OLYMPICS / Your Story

'Bangbang' carry mountainous city on their shoulders
By Lin Shujuan
China Daily Staff Writer
Updated: 2008-06-17 11:23

 

The four flights of stairs the national weightlifting champion Li Bin climbed before he reached the final stage to light the cauldron to end the torch relay reminded me of a faded photo about the city taken in the 1960s.

It is a photo featuring a long flight of stone stairs in front of the Chaotianmen Port, known as the starting point for the centuries-old city set in the middle reaches of the Yangtze River, which has long been an economic hub of western China.

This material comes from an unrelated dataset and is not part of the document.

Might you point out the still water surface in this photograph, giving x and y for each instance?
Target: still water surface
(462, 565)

Such a terrain explains why Chongqing, the most populous municipality in the world as home to 32 million people, has the least ownership of bicycles, yet the most number of porters who bear the city's weights on their shoulders.

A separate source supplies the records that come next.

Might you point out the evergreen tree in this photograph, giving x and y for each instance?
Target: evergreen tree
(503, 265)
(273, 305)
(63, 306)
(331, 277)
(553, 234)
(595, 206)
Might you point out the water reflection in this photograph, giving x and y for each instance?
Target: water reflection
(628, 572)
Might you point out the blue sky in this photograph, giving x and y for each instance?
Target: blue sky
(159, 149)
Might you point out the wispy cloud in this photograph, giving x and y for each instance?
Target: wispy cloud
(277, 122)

Better known as the bangbang army, they are about Chongqing's most distinctive and traditional population. Arriving from the countryside with no skills and minimal education, they pick up the cheapest of tools - a bamboo pole (or bangbang) and some rope - and hang around the docks, the markets and the bus stations waiting for goods to carry up the steep slopes of this mountain port.

It is surprising to find that such realization can have revealed such a lively aspect about the city, which is most of the time associated with hotpot, beauties and more recently, a night view comparable to that of Hong Kong.

As I was on the way to the Chaotianmen Port, the sight of the bangbang army was almost ubiquitous.

The stone stairs have long gone and are now replaced with a modern plaza complete with an as impressive fleet of concrete stairs.

But the bangbang army is still there. Bare armed and almost in their middle age, they were carrying newly arrived cases of TV sets upon their tanned shoulders and strong muscles.

"People in such a city can't do without bangbang like us," said one of them surnamed Xu from Dianjiang, Sichuan.

"Bangbang is in fact an easy profession to handle as long as you have enough strength," said He, a 50-year-old from Guang'an, Sichuan province.

Since the torch was having its relay in the city, he and some fellow porters took the morning off to watch it live on TV.

"But it doesn't really matter, as long as I saw it and knew that it was in the city," he said.